Accepts integer labels or one-hot encoded targets. Returns gradient with the same shape as logits.

Parameters:

Name Type Description Default
y_true ndarray

Array of shape (n_samples,) of integer class labels, or one-hot encoded array of shape (n_samples, n_classes).

required
y_pred ndarray

Raw logit scores of shape (n_samples, n_classes).

required

Returns:

Type Description
ndarray

np.ndarray: Gradient of shape (n_samples, n_classes) with values typically in range [-1, 1] indicating direction to decrease loss.

Raises:

Type Description
ValueError

If one-hot y_true shape doesn't match logits shape.

loss

loss(y_true: ndarray, y_pred: ndarray) -> float

Compute mean cross-entropy from integer labels or one-hot vs logits.

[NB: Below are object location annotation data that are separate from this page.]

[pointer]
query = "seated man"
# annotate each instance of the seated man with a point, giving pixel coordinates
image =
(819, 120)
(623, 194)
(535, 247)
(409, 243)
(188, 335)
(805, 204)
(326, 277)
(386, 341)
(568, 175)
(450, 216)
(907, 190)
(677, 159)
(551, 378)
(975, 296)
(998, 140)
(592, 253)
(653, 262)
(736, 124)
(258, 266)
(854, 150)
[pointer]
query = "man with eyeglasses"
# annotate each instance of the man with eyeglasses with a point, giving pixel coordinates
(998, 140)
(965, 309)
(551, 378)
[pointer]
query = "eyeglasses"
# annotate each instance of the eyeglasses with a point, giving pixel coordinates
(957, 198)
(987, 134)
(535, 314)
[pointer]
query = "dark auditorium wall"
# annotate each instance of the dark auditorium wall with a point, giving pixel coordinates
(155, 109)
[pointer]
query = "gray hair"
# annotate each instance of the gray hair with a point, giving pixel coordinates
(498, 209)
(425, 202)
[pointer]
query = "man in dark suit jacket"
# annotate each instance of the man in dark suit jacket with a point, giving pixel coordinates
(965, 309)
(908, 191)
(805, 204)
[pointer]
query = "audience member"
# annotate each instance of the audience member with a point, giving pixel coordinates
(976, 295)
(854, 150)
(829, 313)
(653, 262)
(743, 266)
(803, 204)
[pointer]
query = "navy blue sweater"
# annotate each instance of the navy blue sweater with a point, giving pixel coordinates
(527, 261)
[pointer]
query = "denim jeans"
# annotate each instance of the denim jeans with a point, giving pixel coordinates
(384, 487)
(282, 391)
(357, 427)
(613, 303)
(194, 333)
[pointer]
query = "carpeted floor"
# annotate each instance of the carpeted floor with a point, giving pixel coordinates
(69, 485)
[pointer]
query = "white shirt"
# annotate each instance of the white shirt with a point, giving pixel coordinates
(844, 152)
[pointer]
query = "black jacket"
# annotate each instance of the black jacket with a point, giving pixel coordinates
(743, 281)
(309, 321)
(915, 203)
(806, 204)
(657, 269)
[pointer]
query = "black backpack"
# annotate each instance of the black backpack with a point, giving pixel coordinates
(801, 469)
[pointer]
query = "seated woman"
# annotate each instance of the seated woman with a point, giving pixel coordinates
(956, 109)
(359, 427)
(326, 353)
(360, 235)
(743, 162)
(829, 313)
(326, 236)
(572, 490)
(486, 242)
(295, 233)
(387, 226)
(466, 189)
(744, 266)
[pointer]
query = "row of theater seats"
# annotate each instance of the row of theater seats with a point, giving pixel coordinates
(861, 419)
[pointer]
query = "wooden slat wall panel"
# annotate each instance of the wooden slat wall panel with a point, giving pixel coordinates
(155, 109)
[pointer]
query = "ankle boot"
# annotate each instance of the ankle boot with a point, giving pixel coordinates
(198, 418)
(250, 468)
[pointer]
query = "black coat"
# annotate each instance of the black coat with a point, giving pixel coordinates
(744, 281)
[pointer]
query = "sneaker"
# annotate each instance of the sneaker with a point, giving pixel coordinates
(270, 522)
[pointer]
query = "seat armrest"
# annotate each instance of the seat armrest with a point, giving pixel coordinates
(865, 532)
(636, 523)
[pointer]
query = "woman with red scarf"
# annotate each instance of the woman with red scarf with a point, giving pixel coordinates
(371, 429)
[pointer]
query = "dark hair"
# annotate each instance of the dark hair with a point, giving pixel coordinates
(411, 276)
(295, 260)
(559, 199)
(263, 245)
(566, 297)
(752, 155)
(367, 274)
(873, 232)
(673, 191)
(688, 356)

Uses stable log-softmax computation to prevent numerical underflow. Handles both integer class labels and one-hot encoded targets.

Parameters:

Name Type Description Default
y_true ndarray

Array of shape (n_samples,) of integer class labels (0 to n_classes-1), or one-hot encoded array of shape (n_samples, n_classes).

required
y_pred ndarray

Raw logit scores of shape (n_samples, n_classes).

required

Returns:

Name Type Description
float float

Mean cross-entropy loss across all samples.

Notes
  • Returns 0.0 if batch is empty (n_samples == 0)
  • Numerically stable for arbitrarily large or small logit values

prepare_targets

prepare_targets(
    y: Any, *, model: Any | None = None
) -> np.ndarray

Convert labels or one-hot encodings into dense float matrices.

Accepts either
  • 1D integer class labels (0 to n_classes-1)
  • 2D one-hot encoded targets

If 1D labels are provided, automatically converts to one-hot encoding. If model is provided with an n_classes attribute, validates consistency.

Parameters:

Name Type Description Default
y Any

Target labels as 1D array of integers or 2D one-hot array.

required
model Any | None

Optional model instance. If provided, uses model.n_classes to infer number of classes and validate dimensions.

None

Returns:

Type Description
ndarray

np.ndarray: One-hot encoded targets of shape (n_samples, n_classes).

Raises:

Type Description
ValueError

If y dimension is not 1 or 2, or if dimensions don't match model.

LossFunction

Base interface for losses used by trainers.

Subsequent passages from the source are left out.